Bottled water from Harrogate will soon be flowing after Deputy Prime Minister John Prescott gave the go-ahead for plans to sell the spa town's water.

In a move which has infuriated over 1,000 protesters and left supporters delighted, Mr Prescott - wearing his Environment Secretary's hat - has declined to intervene in plans for a bottling plant on an environmentally-sensitive site on the edge of the Pine Woods at Harlow Moor Road.

Councillors voted 18-13 in favour of the plant but had to refer it to the Government Office for Yorkshire and the Humber as a departure from the borough's development blueprint.

Protesters, who fear the plant could fail and either be left empty or be devoted to other uses, bombarded Mr Prescott with pleas for a public inquiry.

But yesterday they received the news that Mr Prescott was leaving it to the council to decide the scheme.

Andrew Booth, for the planning and transport department in Leeds, told objectors: "The points raised in your letter were taken into account when making a decision. The Secretary of State has now decided on all the information before him that the Department should not intervene."

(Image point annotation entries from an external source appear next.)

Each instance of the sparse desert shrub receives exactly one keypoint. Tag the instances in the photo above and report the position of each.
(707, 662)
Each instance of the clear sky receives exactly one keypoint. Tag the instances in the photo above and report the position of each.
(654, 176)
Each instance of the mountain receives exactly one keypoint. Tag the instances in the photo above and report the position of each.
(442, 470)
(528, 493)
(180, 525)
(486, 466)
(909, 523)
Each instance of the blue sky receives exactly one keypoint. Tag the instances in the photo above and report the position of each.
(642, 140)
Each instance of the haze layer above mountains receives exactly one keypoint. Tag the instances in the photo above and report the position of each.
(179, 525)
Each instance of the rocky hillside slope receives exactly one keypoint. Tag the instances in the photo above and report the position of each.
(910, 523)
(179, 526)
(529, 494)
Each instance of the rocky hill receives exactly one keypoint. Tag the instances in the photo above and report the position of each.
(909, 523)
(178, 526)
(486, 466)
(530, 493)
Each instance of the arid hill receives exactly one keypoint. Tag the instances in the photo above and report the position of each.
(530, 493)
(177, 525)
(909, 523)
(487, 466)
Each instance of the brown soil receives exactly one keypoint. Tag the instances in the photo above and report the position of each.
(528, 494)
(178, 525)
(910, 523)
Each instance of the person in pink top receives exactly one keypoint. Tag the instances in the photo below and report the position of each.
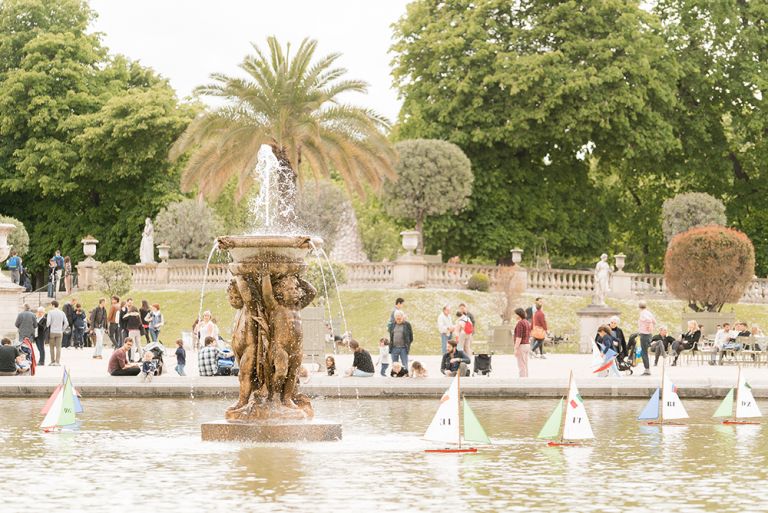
(646, 324)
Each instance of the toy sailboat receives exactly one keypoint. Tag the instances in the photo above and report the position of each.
(664, 405)
(746, 406)
(568, 422)
(445, 426)
(61, 407)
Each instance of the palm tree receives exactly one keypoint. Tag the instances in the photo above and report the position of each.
(292, 104)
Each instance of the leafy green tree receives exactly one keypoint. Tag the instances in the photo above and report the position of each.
(691, 209)
(83, 136)
(291, 103)
(433, 178)
(189, 227)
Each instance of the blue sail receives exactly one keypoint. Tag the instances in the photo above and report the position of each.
(651, 410)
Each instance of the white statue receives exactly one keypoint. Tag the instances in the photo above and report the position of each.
(602, 279)
(147, 249)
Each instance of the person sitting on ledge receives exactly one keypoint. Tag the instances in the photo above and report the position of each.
(208, 359)
(8, 356)
(398, 371)
(362, 363)
(118, 362)
(454, 361)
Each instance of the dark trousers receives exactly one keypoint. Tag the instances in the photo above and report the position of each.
(645, 343)
(128, 371)
(40, 343)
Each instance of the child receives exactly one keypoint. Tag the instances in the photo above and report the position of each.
(181, 357)
(384, 357)
(398, 371)
(147, 367)
(418, 370)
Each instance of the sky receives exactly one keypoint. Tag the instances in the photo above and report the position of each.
(187, 40)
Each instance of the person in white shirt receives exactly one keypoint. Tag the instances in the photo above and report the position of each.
(445, 327)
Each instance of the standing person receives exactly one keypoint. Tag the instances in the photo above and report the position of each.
(181, 358)
(156, 322)
(144, 312)
(445, 327)
(25, 324)
(78, 326)
(113, 321)
(399, 302)
(133, 325)
(67, 275)
(41, 333)
(400, 339)
(646, 323)
(57, 323)
(539, 329)
(384, 357)
(59, 260)
(98, 324)
(522, 342)
(69, 311)
(13, 264)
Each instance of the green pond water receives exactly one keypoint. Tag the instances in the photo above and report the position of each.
(146, 455)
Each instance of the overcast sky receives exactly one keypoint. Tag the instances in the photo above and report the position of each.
(186, 40)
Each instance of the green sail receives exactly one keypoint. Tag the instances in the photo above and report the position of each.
(67, 415)
(473, 431)
(552, 428)
(726, 407)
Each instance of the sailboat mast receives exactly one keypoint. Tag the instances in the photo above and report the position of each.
(565, 410)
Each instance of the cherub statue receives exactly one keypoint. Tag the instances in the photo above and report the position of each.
(284, 303)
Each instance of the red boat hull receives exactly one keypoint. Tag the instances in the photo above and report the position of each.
(469, 449)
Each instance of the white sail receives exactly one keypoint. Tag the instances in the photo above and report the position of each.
(576, 421)
(52, 417)
(445, 424)
(671, 406)
(746, 406)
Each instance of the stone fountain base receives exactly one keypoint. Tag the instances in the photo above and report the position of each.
(270, 432)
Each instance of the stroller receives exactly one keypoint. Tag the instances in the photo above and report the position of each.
(482, 365)
(158, 350)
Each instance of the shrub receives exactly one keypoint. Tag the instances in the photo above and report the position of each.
(189, 227)
(115, 278)
(19, 238)
(479, 281)
(689, 210)
(315, 276)
(709, 266)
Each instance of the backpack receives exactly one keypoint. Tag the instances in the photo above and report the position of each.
(469, 328)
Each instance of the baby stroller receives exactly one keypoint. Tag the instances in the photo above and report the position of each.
(158, 350)
(482, 365)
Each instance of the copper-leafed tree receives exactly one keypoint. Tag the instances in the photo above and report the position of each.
(709, 266)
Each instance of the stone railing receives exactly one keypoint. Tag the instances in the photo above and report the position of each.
(377, 274)
(561, 281)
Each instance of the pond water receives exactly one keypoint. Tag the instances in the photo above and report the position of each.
(146, 455)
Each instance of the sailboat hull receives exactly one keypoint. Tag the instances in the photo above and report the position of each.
(451, 451)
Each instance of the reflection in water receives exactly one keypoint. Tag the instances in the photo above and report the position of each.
(126, 447)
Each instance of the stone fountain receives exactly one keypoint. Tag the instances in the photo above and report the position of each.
(268, 292)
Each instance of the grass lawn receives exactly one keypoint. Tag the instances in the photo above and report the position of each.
(367, 312)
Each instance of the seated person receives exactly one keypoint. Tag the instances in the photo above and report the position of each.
(8, 358)
(118, 363)
(454, 361)
(418, 370)
(660, 344)
(687, 341)
(330, 365)
(398, 371)
(208, 358)
(362, 363)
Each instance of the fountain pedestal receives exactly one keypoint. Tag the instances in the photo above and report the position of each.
(268, 292)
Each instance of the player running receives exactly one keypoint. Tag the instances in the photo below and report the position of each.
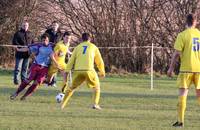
(60, 51)
(83, 58)
(187, 47)
(39, 68)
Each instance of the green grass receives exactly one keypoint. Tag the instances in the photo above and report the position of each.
(127, 102)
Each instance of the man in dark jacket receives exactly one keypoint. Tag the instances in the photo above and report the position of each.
(54, 32)
(55, 36)
(23, 37)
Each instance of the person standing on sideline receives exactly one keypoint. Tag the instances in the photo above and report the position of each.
(23, 37)
(54, 32)
(187, 47)
(55, 36)
(61, 50)
(82, 60)
(39, 68)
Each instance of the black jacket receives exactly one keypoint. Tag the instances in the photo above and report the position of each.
(54, 37)
(22, 38)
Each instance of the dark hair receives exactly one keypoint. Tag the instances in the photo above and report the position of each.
(54, 22)
(66, 33)
(44, 36)
(190, 19)
(85, 36)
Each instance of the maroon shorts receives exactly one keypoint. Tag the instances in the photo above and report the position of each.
(38, 73)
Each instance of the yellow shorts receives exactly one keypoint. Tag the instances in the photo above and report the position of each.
(53, 69)
(90, 77)
(185, 80)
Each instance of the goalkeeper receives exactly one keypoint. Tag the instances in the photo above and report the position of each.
(83, 58)
(60, 51)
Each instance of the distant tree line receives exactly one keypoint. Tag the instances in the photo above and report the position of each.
(116, 23)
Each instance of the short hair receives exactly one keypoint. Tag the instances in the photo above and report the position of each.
(190, 19)
(85, 36)
(44, 36)
(54, 22)
(66, 34)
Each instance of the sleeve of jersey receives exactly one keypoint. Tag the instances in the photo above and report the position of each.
(57, 48)
(179, 43)
(99, 62)
(71, 61)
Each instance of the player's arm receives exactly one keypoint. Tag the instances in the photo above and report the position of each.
(71, 61)
(54, 60)
(174, 59)
(24, 49)
(178, 46)
(99, 63)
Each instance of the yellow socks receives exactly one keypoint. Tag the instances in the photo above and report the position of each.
(96, 96)
(64, 87)
(67, 96)
(181, 108)
(198, 100)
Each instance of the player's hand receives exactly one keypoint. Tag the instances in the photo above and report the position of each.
(170, 72)
(101, 75)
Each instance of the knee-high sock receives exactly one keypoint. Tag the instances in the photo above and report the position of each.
(198, 100)
(96, 96)
(30, 90)
(181, 108)
(66, 98)
(21, 87)
(64, 87)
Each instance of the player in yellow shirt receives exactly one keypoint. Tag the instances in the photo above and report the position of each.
(60, 52)
(187, 47)
(82, 60)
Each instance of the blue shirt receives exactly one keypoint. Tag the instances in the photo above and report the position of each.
(42, 52)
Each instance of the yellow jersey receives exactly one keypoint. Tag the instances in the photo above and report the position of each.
(84, 56)
(188, 43)
(61, 50)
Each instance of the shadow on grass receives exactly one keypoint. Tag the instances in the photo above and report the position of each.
(53, 92)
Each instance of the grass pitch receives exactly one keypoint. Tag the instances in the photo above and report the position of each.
(127, 102)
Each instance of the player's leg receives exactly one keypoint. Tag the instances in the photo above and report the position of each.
(93, 82)
(184, 80)
(51, 74)
(40, 77)
(65, 81)
(18, 62)
(30, 90)
(197, 86)
(24, 68)
(77, 80)
(22, 86)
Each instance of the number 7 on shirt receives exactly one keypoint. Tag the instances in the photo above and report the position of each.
(84, 49)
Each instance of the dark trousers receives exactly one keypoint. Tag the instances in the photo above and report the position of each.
(21, 68)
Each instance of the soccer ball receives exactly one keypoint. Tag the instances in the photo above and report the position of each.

The ruling was attacked by one of the protest leaders Judy d'Arcy Thompson was unfair and unjust. But she said there was little if any likelihood of any legal challenge in the form of a judicial review, on cost grounds.

But former Mayor George Crowther, who has worked for a decade to bring about a spa revival, was delighted with Mr Prescott's stance. "Harrogate's future prosperity needs this bottling plant. I have written to the big supermarkets who have recognised Harrogate Water as a rival for those from places like Buxton and Ashbourne."